Greetings, and happiest of new year wishes to all for 2023. I write with a longer-than-usual post (thank you in advance for reading to the end) to update you on the work we initiated last quarter with the launch of the “Rethinking the Academy” initiative, to offer my sincere thanks to those of you who were able to participate in the launch events, and to encourage your future participation as the next steps of the initiative unfold.
Across every sector, higher education is at a series of junctures with various forces pressing for transformation. Consequently, Rethinking the Academy (as an activity and as our initiative) is both timely and necessary because universities will inevitably change in significant ways in the coming decades. Launching this initiative offers opportunities for us to collectively consider what higher education can be when we design it for today and for the near future rather than accepting what is and has been and to more closely meet the needs and aspirations of 21st-century faculty, staff, and students. It requires some collective dreaming. But before we can do that, we need to determine and center our values in everything we do together — creating our own, collectively held sense of a common good.
To that end, we launched the “Rethinking” initiative with two events featuring the renowned scholar and higher education innovator, Dr. Cathy Davidson. Davidson’s books, The New Education and The New College Classroom, provide productive frameworks and excellent starting points for imagining the university as we wish it to be. From my opening remarks for that event: Rethinking the Academy started from my own restlessness about where higher education is today and the challenges we see across institutions of all kinds…Starting the Rethinking initiative doesn’t come from a place of deficit thinking or thinking of what’s wrong…it comes from a place of imaginative excitement and that we’re in a transformative moment in higher education that’s ours to seize or ours to miss out on.

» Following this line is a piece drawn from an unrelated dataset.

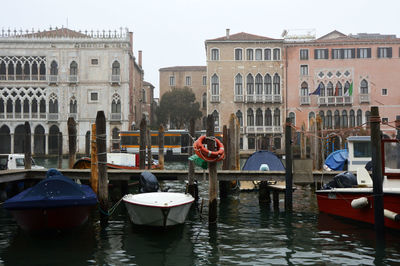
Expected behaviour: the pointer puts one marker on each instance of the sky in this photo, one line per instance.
(172, 32)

Davidson’s presentations led us to think across scales, providing fresh ways to understand our work from the institutional to the individual classroom to the syllabus, helping us see — and remember — that we already possess the imagination and capacity for transformative change if we only seek to make it happen.
Just two weeks later, we welcomed the HuMetricsHSS team to campus—seven scholars who led us in workshops across two and a half days, focused on creating values-enacted frameworks for understanding and evaluating all aspects of the scholarly life well-lived and for promoting the nurturing of these values in scholarly practice (you can learn more about them here). I invited the HuMetricsHSS team to start us on the pathway to the creation of our own, College of Arts and Sciences values-enacted framework that can guide our work in the future, and also to become our partners in the creation of a community of practice that is committed to productive, thoughtful institutional transformation. With energetic participation from a range of department chairs, members of our elected faculty council and the dean’s office staff, we designed various possible values frameworks and four major priority projects emerged for the College to address:
- Facilitating collaboration across disciplines;
- Improving and making more meaningful the experience of serving as department chair;
- Centering DEIA in everything we do across the College and campus;
- Addressing rewards systems and structures -- including fair and equitable pay to the extent possible -- to better reflect what we value.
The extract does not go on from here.